Many people seek revolutions in order to achieve the sort of changes we see in the first two verses of the song. The first which transforms the oppressors into tools or objects of the revolution. The second which takes a diverse and antagonistic group of peoples and transforms them into a coalition, revolutionary movement or force. In fact, that second possibility is the dream of so many would-be revolutionaries. The seeking of some way that people can at last become united. Even smaller interventions are meant to take on these two tasks. To confront and challenge and subvert or to unite people, to bring them together. But, although people hope for the power that both of these acts might represent, they live in fear of the third verse. The possibility that everything could get away from you, that you might open up pandora's box, or in the case of the song, you might open up Marvin Gaye's Let's Get it On Box. There is always that fear that nothing that you have hoped for will happen and that you may be repulsed by what you accomplish, that it could all "be disgusting to say the least."

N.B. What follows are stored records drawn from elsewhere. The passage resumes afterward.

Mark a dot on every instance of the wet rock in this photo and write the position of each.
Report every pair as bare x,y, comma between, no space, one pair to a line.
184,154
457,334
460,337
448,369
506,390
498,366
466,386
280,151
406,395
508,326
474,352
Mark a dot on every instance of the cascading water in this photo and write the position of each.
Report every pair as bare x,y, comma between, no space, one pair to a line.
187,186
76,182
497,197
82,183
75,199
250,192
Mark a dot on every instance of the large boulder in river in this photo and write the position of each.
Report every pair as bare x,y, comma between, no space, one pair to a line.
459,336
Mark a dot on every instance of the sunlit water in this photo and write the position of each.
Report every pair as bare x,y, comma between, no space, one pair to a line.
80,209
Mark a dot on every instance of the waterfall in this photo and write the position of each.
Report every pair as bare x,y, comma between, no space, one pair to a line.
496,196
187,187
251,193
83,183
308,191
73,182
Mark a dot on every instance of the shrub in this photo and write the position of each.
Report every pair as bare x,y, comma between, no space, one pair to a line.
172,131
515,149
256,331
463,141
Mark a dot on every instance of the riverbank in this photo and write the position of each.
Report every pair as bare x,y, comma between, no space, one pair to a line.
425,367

In truth, no matter what you accomplish, whether your efforts do indeed revolutionize things or not, the sea of oversexed old people from the "Boombox" song, like the sea of blood from Bodyguards and Assassins will always be present. It will always be there in some shape or form. The question is always, is one willing to put up with the possibility of your efforts becoming twisted into something grotesque and unrecognizable to attempt to realize some greater dream? Are you willing to use your revolutionary boombox to try to unite the people, even if it might lead to an outbreak of old people having sex? If you aren't willing to accept this risk, then what you end up with is revolution without the revolution. You end up with just noise. It may feel more comforting since it doesn't risk much, but it only feels that way, because it changes nothing.